More news as we have it.
but now, a formative piece of Nordic Noir
See the genesis of Wallander
Having maintained that cormorants find fishing the Dever a tricky business, Graculus is now making a concerted effort to master the art. Three flushed from a tree on the island in the flight pond. Late evening perambulations confirmed that it is not being used as a roost, but I have seen Noggin the Nog's budgerigar flighting this valley most days in the last two weeks.
Child A and some such thing she's written is now a feature on Google Scholar, which I'm sure was some form of 1980's canned lager. These long words which are beyond the comprehension of Madam or myself, are also to be published in some journal, which we will both read but not understand but clutch with maternal pride.
She's a day younger than George Ezra and all he can come up with is three chords and a rumbling bass baritone on the One Show, although I have heard say he has some ability........... but is he on Google scholar?

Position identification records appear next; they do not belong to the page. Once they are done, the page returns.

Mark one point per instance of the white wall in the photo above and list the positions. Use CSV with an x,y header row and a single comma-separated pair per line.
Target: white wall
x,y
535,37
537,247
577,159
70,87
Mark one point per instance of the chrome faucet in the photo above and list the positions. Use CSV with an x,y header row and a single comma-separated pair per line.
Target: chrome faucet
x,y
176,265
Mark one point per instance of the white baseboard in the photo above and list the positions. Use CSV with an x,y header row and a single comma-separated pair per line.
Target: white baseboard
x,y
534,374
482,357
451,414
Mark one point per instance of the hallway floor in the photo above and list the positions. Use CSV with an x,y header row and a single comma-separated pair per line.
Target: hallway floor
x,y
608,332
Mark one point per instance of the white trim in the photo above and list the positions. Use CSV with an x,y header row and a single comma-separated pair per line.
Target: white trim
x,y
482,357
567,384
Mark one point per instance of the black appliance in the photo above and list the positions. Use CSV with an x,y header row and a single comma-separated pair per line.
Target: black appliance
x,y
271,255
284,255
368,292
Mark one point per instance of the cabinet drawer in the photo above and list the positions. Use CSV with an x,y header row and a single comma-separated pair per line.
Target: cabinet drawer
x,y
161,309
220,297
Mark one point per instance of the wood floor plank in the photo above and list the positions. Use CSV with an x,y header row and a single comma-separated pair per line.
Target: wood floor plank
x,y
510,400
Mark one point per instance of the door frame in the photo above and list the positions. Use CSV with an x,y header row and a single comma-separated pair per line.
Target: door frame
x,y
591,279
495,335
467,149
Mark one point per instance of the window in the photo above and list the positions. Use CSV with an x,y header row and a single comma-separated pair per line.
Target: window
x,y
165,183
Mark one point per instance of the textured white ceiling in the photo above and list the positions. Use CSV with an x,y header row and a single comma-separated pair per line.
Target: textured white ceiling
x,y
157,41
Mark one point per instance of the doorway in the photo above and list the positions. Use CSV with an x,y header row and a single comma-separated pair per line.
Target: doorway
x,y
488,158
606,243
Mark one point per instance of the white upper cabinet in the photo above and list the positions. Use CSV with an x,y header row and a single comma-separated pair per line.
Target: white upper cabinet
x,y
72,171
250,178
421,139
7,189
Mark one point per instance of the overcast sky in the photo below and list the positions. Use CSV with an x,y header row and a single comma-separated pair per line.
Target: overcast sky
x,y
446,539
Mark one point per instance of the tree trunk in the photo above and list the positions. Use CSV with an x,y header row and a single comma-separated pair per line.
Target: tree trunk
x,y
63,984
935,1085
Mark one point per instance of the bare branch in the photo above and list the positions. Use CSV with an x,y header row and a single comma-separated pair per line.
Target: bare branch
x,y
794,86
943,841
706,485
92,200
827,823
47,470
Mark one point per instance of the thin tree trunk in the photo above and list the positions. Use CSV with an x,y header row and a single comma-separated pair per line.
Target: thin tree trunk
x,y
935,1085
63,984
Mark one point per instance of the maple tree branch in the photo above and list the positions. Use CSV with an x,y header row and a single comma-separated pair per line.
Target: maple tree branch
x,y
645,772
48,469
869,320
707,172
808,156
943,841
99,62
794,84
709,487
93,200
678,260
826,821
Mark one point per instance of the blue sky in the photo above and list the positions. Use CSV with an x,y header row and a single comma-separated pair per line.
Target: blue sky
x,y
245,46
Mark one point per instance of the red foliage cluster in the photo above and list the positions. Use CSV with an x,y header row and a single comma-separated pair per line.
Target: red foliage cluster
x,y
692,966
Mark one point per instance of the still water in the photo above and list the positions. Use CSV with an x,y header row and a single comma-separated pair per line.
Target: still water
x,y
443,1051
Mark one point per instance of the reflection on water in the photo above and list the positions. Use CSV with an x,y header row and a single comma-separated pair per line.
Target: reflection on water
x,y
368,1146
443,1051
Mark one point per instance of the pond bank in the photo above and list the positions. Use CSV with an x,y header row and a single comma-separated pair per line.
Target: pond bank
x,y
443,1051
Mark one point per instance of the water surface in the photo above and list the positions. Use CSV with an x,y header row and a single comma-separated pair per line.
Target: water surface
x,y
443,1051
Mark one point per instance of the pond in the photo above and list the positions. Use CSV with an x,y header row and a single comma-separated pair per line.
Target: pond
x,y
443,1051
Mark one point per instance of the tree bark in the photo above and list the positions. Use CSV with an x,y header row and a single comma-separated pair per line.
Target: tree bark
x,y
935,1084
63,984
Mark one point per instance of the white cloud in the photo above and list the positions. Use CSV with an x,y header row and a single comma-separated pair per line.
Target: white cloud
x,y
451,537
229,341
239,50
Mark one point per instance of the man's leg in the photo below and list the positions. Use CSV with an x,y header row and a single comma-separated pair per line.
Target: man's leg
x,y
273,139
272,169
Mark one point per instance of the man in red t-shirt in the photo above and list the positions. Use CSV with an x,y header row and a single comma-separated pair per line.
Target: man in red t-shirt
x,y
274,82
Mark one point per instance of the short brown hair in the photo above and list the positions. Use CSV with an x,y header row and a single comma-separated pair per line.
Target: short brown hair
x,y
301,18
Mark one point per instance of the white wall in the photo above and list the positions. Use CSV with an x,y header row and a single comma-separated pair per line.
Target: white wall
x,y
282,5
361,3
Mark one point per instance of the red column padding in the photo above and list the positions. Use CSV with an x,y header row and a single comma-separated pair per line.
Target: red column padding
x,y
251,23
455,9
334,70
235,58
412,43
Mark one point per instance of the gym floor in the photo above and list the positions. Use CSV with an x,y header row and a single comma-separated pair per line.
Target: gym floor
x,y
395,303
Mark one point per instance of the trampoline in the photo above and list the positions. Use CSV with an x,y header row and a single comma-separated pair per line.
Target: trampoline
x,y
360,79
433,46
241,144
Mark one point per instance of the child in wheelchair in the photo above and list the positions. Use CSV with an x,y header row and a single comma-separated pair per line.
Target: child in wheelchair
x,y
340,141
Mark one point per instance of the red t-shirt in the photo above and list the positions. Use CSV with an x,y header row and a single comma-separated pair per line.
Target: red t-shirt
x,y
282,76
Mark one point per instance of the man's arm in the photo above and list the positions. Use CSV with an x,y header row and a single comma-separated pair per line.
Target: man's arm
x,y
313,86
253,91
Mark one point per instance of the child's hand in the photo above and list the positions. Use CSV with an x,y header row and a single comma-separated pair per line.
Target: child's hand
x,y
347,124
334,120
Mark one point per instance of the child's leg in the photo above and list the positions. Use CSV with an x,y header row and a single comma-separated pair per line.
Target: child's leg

Not a bit of it,and he had a 24 hour head start, Well done Maisie!
Here's Chris with some news from the envrionment.
A few quotes jumped out,
"Wild broodstock schemes: fraught with issues and, in all probability not the solution to more fish in the river"
Maybe not always, but in my humble experience they can work, but success is site specific, influenced by habitat management plans and should not be discounted
"WTT is not against stocking - we recognise that many clubs would fold if they could not stock. WTT is not a pro triploid lobby"
The WTT may not be anti stocking but several of its members are, I have received the emails after the words "rearing fish" and "stocking" appeared amid this written rubbish a while back. Stocking is required in some rivers to provide income streams from angling in order to implement habitat directive.
The WTT have come across as a pro triploid lobby for a very long time and I have heard them make many noises to that effect.
"Triploids rise(if anything) slightly better than their diploid counterparts"
Apart from the supercilious nature of this statement, there are many who would dispute it and also attest that triploids have a tendency to shoal.
There's a National Strategy been formed on the back of this, which is perceived by some as a bit of a bugger's muddle, but I won't go on, and indeed can't, as upon my release, the newsletter was used to light the fire that evening, but suffice to say the vein on my temple threatened to throb and I almost repaired to my cave to shake my fist angrily at the outside world,
and sat down to read something a little more lucid (Prostate Years, Moley always serves as a restorative on such occasions) and make preparation for emails brim-full of internet enlightenment for this piece of impertinence regarding the WTT.